I leaned toward him and stage-whispered, “Correction: it’s ‘Hey y’all.’”
We talked quite a bit, and all the leaning and Roll Tiding is probably when I got Covid. But hey, no hard feelings “Tide Guy from San Diego.” I trust you were thoroughly entertained. Roll Tide, good sir.
The next few days are a bit of a blur. I woke up the next morning and wrote a eulogy for my nephew, and the day after that, I traveled to Montgomery to deliver it. I felt fine, just a little fatigue which I attributed to the trip.
On the return trip to Huntsville, I realized I was getting sick. I walked into the house, grabbed a Covid antigen test, and isolated in our master bath. I probably wasn’t the only person harboring the virus at the memorial service, but I was likely “Patient Zero” for several. My apologies to those, and the four family members that I know of, whom I unwittingly infected.
After treatment with the antiviral Paxlovid, my symptoms improved, and I tested negative. A few days later, my symptoms returned, and I tested positive. Classic “rebound” or the first signs of “long Covid”? Too early to say at this point, but my heart sank this morning when I tested positive again.
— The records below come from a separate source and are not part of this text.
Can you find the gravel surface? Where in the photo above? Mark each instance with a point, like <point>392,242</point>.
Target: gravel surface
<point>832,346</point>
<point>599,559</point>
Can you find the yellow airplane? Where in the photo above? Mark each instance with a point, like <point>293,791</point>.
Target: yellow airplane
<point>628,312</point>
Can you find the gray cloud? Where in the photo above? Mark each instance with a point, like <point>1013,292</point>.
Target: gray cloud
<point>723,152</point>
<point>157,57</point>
The day before Thanksgiving—and everybody’s coming.
Unlike years past, we are not “cancelling” the holiday gathering. Almost everyone has had multiple vaccinations, and most have had at least one infection. Positive antigen testing doesn’t necessarily mean I’m contagious. Most likely I’m not, or at least very little. But with a few lingering symptoms, for safety’s sake, I will assume I am.
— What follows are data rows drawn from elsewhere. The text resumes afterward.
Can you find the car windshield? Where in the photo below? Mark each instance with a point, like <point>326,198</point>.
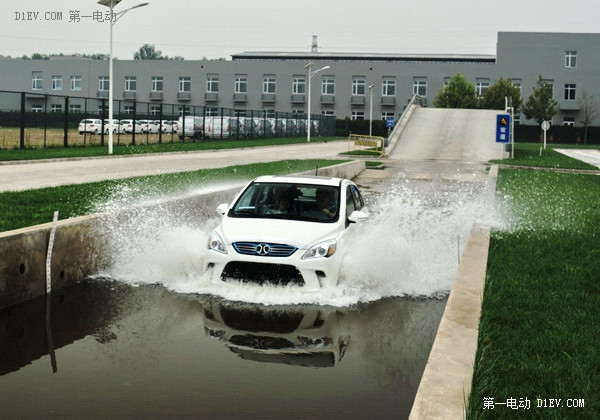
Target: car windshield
<point>315,203</point>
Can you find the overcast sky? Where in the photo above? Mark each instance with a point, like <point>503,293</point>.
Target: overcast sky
<point>195,29</point>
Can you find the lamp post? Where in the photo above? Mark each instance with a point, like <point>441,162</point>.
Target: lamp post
<point>310,76</point>
<point>370,110</point>
<point>114,17</point>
“New normal” means recognizing that Covid is part of our lives forever, but still living on. We will disinfect surfaces, but not obsessively since we know the virus spreads primarily through airborne particles. I will always wear a mask, and others may mask or not, their choice. I will eat by myself but be close enough to participate in the Thanksgiving meal banter. I will keep a safe distance from everyone, especially my 86-year-old mother-in-law <insert joke here> and nearly 1-year-old granddaughter.
I won’t get to hold E., which is greatly disappointing, but she has her inaugural birthday party in a couple of weeks, and hopefully I will be testing negative and be symptom-free by then.
I have not had any Covid crises at this point, and I doubt I will. But considering the way it is dogging me, I shudder a little when I think about what might have happened 2-3 years ago if I had contracted the coronavirus without an immune system already primed and pumped to fight it.
My “new normal,” both Covid and retirement-related, also means recognizing and accepting trade-offs. If someone had told me prior to our trip that I would contract Covid and have difficulty clearing it, I would have taken my chances and gone anyway. The experiences we had on that trip were transformative. I wouldn’t have missed any of them for the world.
I’m not writing this to evoke pity–“Welcome to the club,” most of the world would say. I’m just trying to process the last few weeks and work through things in my head.
One thing I have figured out is that Covid, like the poor, misunderstood peasant being carted off in the corpse wagon in Monty Python, is “not dead!” yet.
But the bottom line is, I’m not either. For that, and countless variegated blessings, I am thankful.